Lead-contaminated dust from chipped or peeling lead-based paint is one of the most common causes of elevated blood lead levels in children. Infants and children are especially vulnerable to lead paint exposure because they their growing bodies absorb more lead than adults do, and their brains and nervous systems are more sensitive to the damaging effects of lead. They can be exposed from multiple sources and may experience irreversible and life-long health effects. Lead dust can be generated when lead-based paint deteriorates or is disturbed.

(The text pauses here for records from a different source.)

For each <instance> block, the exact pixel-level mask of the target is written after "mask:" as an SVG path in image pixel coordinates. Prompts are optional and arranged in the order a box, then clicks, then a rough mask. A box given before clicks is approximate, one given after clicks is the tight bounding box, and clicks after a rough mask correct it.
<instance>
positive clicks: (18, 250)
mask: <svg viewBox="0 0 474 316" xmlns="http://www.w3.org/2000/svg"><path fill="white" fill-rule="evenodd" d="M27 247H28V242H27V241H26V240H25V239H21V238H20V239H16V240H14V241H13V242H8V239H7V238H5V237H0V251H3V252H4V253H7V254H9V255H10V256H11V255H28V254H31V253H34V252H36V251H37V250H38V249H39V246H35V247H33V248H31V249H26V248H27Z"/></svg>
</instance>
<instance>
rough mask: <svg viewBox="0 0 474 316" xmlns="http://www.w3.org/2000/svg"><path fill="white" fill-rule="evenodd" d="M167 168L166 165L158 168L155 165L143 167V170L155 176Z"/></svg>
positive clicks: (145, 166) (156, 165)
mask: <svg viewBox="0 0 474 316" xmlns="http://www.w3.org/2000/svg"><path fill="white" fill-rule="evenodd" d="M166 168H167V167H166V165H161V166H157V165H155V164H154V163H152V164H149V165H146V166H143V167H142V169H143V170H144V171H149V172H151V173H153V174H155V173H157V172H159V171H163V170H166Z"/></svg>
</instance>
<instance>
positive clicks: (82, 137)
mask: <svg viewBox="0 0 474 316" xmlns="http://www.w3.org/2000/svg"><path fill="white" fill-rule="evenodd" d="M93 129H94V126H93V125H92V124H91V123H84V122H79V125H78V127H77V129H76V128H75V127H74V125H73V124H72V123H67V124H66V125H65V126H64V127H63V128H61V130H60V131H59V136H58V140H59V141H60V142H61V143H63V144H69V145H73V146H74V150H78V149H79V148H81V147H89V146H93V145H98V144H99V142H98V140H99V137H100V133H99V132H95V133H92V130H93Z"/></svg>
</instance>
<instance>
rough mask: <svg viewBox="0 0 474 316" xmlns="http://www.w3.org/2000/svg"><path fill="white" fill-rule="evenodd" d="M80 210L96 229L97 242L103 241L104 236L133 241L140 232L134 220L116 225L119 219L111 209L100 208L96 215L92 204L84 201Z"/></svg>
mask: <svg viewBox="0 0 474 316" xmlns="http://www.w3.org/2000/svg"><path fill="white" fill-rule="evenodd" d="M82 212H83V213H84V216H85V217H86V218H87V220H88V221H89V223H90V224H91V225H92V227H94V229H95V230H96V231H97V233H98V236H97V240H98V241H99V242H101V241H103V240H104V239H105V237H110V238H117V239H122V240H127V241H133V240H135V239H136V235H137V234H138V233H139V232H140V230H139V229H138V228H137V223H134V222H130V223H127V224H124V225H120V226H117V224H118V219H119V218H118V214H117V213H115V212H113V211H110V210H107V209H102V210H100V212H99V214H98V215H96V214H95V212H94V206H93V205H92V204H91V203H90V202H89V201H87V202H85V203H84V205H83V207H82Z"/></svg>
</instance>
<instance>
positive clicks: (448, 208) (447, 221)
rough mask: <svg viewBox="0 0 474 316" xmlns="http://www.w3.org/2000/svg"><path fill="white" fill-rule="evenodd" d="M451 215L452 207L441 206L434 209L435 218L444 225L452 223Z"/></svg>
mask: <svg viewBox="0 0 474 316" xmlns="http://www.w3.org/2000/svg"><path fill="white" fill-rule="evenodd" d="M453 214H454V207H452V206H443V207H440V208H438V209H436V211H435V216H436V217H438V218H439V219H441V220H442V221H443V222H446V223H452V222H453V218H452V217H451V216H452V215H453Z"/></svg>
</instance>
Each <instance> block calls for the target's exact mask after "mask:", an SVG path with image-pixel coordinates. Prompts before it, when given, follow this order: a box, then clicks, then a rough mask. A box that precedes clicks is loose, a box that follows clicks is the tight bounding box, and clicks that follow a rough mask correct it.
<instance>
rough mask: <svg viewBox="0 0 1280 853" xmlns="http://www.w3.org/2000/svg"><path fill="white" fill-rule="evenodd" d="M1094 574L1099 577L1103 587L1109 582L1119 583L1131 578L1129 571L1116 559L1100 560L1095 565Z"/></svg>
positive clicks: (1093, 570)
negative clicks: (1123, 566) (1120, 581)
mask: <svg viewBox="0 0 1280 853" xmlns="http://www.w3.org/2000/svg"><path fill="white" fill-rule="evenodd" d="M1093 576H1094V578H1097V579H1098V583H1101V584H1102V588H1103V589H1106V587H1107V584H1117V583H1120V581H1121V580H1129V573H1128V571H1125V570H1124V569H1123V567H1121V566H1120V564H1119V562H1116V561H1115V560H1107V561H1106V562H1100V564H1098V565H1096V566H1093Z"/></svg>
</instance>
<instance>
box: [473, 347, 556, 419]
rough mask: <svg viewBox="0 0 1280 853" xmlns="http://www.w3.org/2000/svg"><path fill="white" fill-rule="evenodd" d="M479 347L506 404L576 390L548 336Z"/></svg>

The rule will become effective 180 days after publication in the Federal Register.

A link to this final rule and to learn more: https://www.epa.gov/lead/hazard-standards-lead-paint-dust-and-soil-tsca-section-403

Learn more about the lead-based paint program: https://www.epa.gov/lead

Background

Reducing childhood lead exposure and addressing associated health impacts is a top priority for EPA. In December 2018 EPA Administrator Wheeler and other Federal Officials produced the Lead Action Plan, a blueprint for reducing lead exposure and associated harms by working with a range of stakeholders, including states, tribes and local communities, along with businesses, property owners and parents.

EPA continues to work with its federal partners to improve coordinated activities and implement objectives of the Lead Action Plan.